British officials have expressed reluctance to become part of US political infighting this year, and have pointed to information they provided to US law enforcement in 2016, according to a person briefed on the matter.
And more recently, the Australian ambassador in Washington reacted sharply when Sen. Lindsey Graham publicly urged Australia and other countries to assist Barr’s probe and used a characterization commonly found in conservative media to describe the role of a former Australian diplomat at the start of the Russia investigation.
Graham, a South Carolina Republican, said the Australian diplomat had been directed to contact a Trump campaign aide. Australian Ambassador Joe Hockey responded publicly that while his country would cooperate with Barr, “We reject your characterisation of his role,” referring to the Australian diplomat whose tip to the FBI jump-started the Russia investigation.
A ‘serious red line,’ Barr says
The attorney general had broad skepticism about the Trump Russia investigation and how it had started long before he took office.
Early in his tenure after he appointed Durham, he described concerns.
“There were counterintelligence activities undertaken against the Trump campaign. And I’m not saying there was not a basis for it, that it was legitimate, but I want to see what that basis was and make sure it was legitimate,” Barr said in an interview on CBS in May.
He wanted a review of the intelligence, he said in that interview, because “the use of foreign intelligence capabilities and counterintelligence capabilities against an American political campaign, to me, is unprecedented and it’s a serious red line that’s been crossed.”
It’s not clear whether Barr learned information from his own sources or whether those suspicions were driven by conservative media stories that have spun a broad tale alleging US security agencies illegally spied on Americans as part of the investigation.
Barr has touted how the review is “broad in scope and multifaceted,” and Mulvaney pointed to the review on Thursday as justification for the administration’s demands from Ukraine.
With no sign of the review’s conclusion in sight, it could continue to be used by the White House during the presidential election next year.
But in recent days, the White House and Justice Department have made clear that the review covers the waterfront of the President’s lingering griefs about the Russia investigation.
Mulvaney said Thursday at the White House that the administration had held up aid to Ukraine in exchange for help with investigating the 2016 election, an act the House is now considering as it looks at potential reasons to impeach the President.
Mulvaney then invoked Durham. “So you’re saying the President of the United States, the chief law enforcement person, cannot ask somebody to cooperate with an ongoing public investigation into wrongdoing?

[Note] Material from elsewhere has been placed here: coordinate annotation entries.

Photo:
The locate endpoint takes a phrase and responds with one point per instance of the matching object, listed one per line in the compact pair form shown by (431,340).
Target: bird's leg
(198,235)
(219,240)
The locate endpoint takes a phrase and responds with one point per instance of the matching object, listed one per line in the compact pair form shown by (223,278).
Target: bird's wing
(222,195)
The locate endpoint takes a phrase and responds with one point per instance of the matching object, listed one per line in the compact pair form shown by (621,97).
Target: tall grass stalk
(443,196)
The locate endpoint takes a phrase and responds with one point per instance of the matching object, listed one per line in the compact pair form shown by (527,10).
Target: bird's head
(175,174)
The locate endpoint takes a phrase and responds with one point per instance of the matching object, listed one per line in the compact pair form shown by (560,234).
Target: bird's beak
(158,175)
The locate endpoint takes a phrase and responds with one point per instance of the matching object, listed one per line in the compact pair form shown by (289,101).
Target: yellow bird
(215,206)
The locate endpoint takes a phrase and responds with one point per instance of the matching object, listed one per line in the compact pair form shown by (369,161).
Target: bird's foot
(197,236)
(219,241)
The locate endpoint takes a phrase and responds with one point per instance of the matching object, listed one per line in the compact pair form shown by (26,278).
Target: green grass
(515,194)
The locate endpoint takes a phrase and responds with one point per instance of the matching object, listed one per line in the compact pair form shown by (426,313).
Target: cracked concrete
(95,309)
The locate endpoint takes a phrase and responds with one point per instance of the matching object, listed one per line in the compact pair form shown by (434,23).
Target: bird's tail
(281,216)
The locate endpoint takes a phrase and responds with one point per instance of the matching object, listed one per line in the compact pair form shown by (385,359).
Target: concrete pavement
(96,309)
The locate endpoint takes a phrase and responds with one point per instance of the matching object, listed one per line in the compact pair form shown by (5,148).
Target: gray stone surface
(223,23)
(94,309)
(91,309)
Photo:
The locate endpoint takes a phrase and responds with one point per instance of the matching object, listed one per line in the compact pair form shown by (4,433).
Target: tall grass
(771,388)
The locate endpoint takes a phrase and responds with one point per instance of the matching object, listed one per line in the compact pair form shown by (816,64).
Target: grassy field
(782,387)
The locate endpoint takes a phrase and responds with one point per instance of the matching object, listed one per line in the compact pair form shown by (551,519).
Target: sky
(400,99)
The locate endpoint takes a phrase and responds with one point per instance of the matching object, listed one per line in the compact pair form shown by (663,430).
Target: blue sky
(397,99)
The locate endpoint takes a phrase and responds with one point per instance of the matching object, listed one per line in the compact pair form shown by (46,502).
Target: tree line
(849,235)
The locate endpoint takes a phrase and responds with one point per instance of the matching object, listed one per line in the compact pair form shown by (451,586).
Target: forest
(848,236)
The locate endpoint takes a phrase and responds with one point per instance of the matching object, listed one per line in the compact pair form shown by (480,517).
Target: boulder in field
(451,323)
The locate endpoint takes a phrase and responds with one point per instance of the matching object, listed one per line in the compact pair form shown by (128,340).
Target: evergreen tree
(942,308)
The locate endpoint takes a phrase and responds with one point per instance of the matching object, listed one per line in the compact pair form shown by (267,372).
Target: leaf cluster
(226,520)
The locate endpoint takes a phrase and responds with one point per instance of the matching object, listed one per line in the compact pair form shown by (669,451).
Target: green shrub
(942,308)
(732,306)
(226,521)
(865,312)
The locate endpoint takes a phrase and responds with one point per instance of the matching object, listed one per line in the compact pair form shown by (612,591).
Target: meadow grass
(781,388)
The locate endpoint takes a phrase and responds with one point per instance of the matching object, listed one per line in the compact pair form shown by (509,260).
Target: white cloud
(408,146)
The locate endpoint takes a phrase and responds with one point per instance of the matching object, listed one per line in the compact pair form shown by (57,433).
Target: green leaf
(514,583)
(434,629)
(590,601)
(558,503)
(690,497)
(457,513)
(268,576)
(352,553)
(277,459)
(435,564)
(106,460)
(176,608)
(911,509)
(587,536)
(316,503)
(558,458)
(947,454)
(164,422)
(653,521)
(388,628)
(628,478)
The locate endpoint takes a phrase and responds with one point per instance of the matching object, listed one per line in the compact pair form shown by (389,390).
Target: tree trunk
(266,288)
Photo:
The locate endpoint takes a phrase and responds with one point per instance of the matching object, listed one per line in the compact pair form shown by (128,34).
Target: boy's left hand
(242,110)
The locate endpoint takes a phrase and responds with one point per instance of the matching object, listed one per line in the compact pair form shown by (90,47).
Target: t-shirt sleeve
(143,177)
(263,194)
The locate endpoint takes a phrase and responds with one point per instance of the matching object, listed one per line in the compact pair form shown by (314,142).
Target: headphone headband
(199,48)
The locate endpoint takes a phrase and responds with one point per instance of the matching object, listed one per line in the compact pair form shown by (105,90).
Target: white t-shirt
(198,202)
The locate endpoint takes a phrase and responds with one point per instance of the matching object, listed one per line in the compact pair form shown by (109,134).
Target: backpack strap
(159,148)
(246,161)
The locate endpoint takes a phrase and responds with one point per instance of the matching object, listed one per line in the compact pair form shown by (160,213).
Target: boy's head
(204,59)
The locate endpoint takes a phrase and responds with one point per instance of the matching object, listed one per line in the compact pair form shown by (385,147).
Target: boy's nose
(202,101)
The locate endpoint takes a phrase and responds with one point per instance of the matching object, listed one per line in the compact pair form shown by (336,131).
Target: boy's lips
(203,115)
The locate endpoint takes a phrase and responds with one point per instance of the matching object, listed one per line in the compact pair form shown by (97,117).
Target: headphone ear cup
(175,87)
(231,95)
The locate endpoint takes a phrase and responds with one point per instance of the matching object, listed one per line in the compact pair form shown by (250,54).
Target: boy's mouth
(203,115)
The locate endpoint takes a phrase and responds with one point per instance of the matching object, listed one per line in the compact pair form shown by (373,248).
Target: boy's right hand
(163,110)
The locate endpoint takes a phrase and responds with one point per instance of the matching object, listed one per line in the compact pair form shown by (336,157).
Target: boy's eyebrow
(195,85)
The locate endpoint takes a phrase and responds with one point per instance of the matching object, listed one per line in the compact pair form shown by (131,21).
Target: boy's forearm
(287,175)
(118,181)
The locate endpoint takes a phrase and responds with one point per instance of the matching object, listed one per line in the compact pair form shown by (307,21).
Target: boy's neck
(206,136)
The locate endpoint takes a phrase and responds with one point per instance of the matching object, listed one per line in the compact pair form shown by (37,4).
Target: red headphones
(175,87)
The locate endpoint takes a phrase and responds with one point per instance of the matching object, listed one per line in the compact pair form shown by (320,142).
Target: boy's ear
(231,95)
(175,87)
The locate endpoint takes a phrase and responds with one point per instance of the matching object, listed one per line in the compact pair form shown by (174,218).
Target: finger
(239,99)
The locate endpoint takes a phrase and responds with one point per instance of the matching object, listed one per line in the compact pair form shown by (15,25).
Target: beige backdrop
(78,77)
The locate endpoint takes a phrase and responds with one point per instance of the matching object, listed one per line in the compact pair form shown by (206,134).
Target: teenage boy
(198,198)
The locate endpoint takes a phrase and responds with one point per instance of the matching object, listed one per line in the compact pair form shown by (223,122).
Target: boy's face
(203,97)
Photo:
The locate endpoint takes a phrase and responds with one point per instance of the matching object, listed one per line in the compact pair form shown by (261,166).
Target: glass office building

That’s — that’s just bizarre to me, that you would think that you can’t do that,” Mulvaney countered to a reporter when pressed about the quid pro quo.
The Justice Department quickly distanced itself from Mulvaney, with a senior official saying, “If the White House was withholding aid in regards to the cooperation of any investigation at the Department of Justice, that is news to us.”
Durham’s review is far from being done — meaning any potential conclusions from it could be made public close to the 2020 election. A separate report by the Justice Department inspector general on the foreign surveillance of former Trump adviser Carter Page is much nearer to being released, as soon as next month. Barr has been briefed on it as recently as last week, according to one source, and the FBI is also reviewing it, according to several people with knowledge. Horowitz said last month that his office had turned over factual findings to the Justice Department “for their marking.”
Trump has also regularly claimed the report’s release was imminent. But that appears not to be true, in part because witnesses involved have not yet received an opportunity to review draft versions, as is standard procedure.